Home Artificial Intelligence Getting Began with Weaviate: A Beginner’s Guide to Search with Vector Databases What’s Weaviate? Prerequisites Setup Easy methods to Create and Populate a Weaviate Vector Database Easy methods to Query the Weaviate Vector Database Summary Enjoyed This Story? References

Getting Began with Weaviate: A Beginner’s Guide to Search with Vector Databases What’s Weaviate? Prerequisites Setup Easy methods to Create and Populate a Weaviate Vector Database Easy methods to Query the Weaviate Vector Database Summary Enjoyed This Story? References

0
Getting Began with Weaviate: A Beginner’s Guide to Search with Vector Databases
What’s Weaviate?
Prerequisites
Setup
Easy methods to Create and Populate a Weaviate Vector Database
Easy methods to Query the Weaviate Vector Database
Summary
Enjoyed This Story?
References

Easy methods to use vector databases for semantic search, query answering, and generative search in Python with OpenAI and Weaviate

Towards Data Science

In case you landed on this text, I assume you might have been fooling around with constructing an app with a big language model (LLM) and got here across the term vector database.

The tool landscape around constructing apps with LLMs is growing rapidly, with tools resembling LangChain or LlamaIndex gaining popularity.

In a recent article, I described tips on how to start with LangChain, and in this text, I need to proceed exploring the LLM tool landscape by fooling around with Weaviate.

Weaviate is an open-source vector database. It lets you store data objects and vector embeddings and query them based on similarity measures.

Vector databases have been getting much attention because the rise of media attention on LLMs. Probably the most well-liked use case of vector databases within the context of LLMs is to “provide LLMs with long-term memory”.

In case you need a refresher on the concept of vector databases, it is advisable to have a take a look at my previous article:

On this tutorial, we’ll walk through tips on how to populate a Weaviate vector database with embeddings of your dataset. Then we’ll go over three other ways you possibly can retrieve information from it:

To follow along on this tutorial, you have to to have the next:

  • Python 3 environment
  • OpenAI API key (or alternatively, an API key for Hugging Face, Cohere, or PaLM)
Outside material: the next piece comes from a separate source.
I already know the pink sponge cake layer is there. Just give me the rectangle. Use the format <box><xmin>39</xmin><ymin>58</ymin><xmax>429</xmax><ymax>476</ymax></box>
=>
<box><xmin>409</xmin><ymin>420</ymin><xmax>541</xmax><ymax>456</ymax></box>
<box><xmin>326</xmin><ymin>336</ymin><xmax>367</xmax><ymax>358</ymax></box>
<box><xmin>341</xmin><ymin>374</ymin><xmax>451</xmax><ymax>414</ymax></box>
A note on the API key: On this tutorial, we’ll generate embeddings from text via an inference service (on this case, OpenAI). Depending on which inference service you utilize, be sure that to ascertain the provider’s pricing page to avoid unexpected costs. E.g., the used Ada model (version 2) costs $0.0001 per 1,000 tokens on the time of writing and resulted in lower than 1 cent in inference costs for this tutorial.

You’ll be able to run Weaviate either on your personal instances (using Docker, Kubernetes, or Embedded Weaviate) or as a managed service using Weaviate Cloud Services (WCS). For this tutorial, we’ll run a Weaviate instance with WCS, as that is the really useful and most straightforward way.

Easy methods to Create a Cluster with Weaviate Cloud Services (WCS)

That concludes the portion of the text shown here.